Case ID: f-appx_188/html/0305-01.html
Source: Caselaw Access Project
Author: {"author": "PER CURIAM:\n    ", "license": "Public Domain", "url": "https://static.case.law/"}
Date Created: 2024-08-24T03:29:51.129683

Griff Angelo HALES, Plaintiff-Appellant, v. RESPIRATORY TESTING, Respiratory Testing Services, Inc., Defendant-Appellee.
    No. 05-61134
    Summary Calendar.
    United States Court of Appeals, Fifth Circuit.
    July 12, 2006.
    
      Sanford Knott, Sanford Knott & Associates, Jackson, MS, for Plaintiff-Appellant.
    John Michael Coleman, Copeland, Cook, Taylor & Bush, Ridgeland, MS, for Defendant-Appellee.
    Before JONES, Chief Judge, and SMITH and GARZA, Circuit Judges.
   PER CURIAM:

Griff Hales appeals the district court’s dismissal of his action on statute of limitations grounds. We AFFIRM.

BACKGROUND

Hales brought this negligence action against Respiratory Testing Services, Inc. (“RTS”) for its alleged failure to inform Hales of test results indicating a spot on his lungs. Hales alleges that he hired an attorney to pursue claims relating to his exposure to asbestos.
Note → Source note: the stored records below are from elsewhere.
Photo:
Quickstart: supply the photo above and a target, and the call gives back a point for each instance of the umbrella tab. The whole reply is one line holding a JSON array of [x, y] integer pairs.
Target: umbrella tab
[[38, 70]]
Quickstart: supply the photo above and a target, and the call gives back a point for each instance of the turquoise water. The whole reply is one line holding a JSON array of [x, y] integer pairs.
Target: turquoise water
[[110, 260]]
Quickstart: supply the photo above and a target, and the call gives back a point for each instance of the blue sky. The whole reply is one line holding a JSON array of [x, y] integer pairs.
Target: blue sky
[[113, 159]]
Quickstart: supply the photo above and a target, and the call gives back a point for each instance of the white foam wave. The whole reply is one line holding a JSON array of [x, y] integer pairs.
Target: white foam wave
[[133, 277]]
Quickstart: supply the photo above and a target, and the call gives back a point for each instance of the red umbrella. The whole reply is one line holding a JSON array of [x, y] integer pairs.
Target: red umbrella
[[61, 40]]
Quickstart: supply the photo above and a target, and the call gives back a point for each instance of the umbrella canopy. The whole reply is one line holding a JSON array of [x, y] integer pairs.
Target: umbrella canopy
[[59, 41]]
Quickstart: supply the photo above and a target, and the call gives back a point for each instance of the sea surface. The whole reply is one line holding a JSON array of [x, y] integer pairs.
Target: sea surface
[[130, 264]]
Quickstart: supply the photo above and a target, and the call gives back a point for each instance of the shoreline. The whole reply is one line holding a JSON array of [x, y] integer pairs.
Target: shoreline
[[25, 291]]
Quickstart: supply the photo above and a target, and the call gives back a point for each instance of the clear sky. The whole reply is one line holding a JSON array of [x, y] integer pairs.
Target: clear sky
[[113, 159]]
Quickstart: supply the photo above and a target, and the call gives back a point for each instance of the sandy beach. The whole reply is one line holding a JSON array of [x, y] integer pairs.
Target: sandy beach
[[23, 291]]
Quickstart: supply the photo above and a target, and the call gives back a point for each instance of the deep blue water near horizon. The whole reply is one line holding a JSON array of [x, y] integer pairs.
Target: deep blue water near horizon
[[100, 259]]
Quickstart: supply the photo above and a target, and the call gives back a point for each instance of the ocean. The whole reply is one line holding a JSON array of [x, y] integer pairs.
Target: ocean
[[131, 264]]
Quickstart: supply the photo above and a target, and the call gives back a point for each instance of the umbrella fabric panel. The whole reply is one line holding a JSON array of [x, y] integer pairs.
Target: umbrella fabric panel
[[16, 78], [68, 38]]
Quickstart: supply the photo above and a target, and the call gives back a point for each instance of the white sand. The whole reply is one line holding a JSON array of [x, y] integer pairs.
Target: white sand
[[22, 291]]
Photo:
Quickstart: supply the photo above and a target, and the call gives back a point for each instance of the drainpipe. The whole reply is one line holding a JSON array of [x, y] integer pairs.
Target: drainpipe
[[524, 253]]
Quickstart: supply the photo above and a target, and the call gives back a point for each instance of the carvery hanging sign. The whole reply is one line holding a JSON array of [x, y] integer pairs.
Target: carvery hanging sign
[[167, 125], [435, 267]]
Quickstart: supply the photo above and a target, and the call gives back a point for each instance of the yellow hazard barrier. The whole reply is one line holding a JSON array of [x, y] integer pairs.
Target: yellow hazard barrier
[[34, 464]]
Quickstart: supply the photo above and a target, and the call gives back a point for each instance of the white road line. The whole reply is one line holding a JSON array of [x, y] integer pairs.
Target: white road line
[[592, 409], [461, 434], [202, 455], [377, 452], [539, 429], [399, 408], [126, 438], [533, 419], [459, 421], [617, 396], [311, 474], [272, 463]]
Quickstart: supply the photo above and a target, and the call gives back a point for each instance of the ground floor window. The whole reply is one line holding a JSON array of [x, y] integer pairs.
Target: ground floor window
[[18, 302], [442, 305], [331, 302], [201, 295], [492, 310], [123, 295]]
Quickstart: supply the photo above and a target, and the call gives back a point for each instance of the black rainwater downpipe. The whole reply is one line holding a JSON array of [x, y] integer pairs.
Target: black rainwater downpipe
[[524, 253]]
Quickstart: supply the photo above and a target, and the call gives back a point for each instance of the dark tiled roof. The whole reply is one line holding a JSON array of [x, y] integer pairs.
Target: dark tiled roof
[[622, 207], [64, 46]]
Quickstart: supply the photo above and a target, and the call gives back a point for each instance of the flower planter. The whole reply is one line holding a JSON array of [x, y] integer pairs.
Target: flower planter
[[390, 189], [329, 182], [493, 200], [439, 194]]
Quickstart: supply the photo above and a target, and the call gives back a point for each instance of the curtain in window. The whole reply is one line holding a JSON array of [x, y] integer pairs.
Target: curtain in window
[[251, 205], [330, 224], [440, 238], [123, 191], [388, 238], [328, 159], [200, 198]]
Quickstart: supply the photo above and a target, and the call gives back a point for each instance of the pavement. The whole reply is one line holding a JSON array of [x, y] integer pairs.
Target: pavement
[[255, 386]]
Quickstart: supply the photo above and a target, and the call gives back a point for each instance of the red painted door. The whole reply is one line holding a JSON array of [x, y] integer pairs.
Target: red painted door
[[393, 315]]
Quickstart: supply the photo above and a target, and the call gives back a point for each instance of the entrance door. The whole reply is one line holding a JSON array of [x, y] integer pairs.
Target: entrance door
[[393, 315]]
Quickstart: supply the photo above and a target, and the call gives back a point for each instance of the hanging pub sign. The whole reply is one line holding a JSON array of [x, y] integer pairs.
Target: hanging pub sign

That attorney contracted with RTS to provide medical testing, which RTS performed in August 1999. On December 17, 1999, Hales was tested by another provider and informed that he had “a spot on his lung.” By February 2000, the cancer had spread and two-thirds of Hales’s right lung was removed. On June 3, 2000, Hales finally received the results of the test administered by RTS; these tests indicated the possibility of cancer. In January 2001, Hales was discovered to have four cancerous, brain tumors. In a lawsuit filed December 12, 2003, Hales complains that he suffered damages by virtue of RTS’s failure to disclose timely his test results; he would have begun treatment earlier had he known of the cancer.

DISCUSSION

The district court correctly found that the Mississippi statute of limitations, which governs this diversity case, had expired. Mississippi law provides that Hales had three years in which to file his lawsuit from the time his cause of action accrued. Miss.Code Ann. § 15-1^49. “[T]he cause of action does not accrue until the plaintiff has discovered, or by reasonable diligence should have discovered, the injury.” Id.

Before the district court, Hales argued that his cause of action did not accrue until he knew the cancer had spread to his brain, in January 2001. He argued that RTS’s delay in telling him about the cancer caused the spread of that cancer to his brain, which he first discovered in January 2001. The district court rejected this argument, holding that Hales’s cause of action accrued when he discovered he had lung cancer, at the latest in February 2000, or, giving him the benefit of the doubt, when he received the RTS test results in June 2000. The district court’s analysis is correct: The spread of cancer from one part of the body to another does not give a plaintiff a later accrual date; the accrual date is when the plaintiff discovered he had cancer. See Schiro v. Am. Tobacco Co., 611 So.2d 962, 965 (Miss.1992) (claim accrued upon diagnosis that mass was cancerous).

These were the only arguments made before the district court. “We will not disturb the district court’s judgment based upon an argument presented for the first time on appeal.” Pluet v. Frasier, 355 F.3d 381, 384-85 (5th Cir.2004). Accordingly, the judgment is AFFIRMED. 
      
       Pursuant to 5th Cir. R. 47.5, the court has determined that this opinion should not be published and is not precedent except under the limited circumstances set forth in 5th Cir. R. 47.5.4.
     
      
      . On appeal, Hales argues that he only became aware of the cause of his injury when he discovered, in September 2003, that it was RTS who allegedly failed to disclose his test results. RTS avers that all Hales had to do to learn the identity of RTS as the test provider was ask his attorney, and thus, he was not reasonably diligent in pursuing the claim.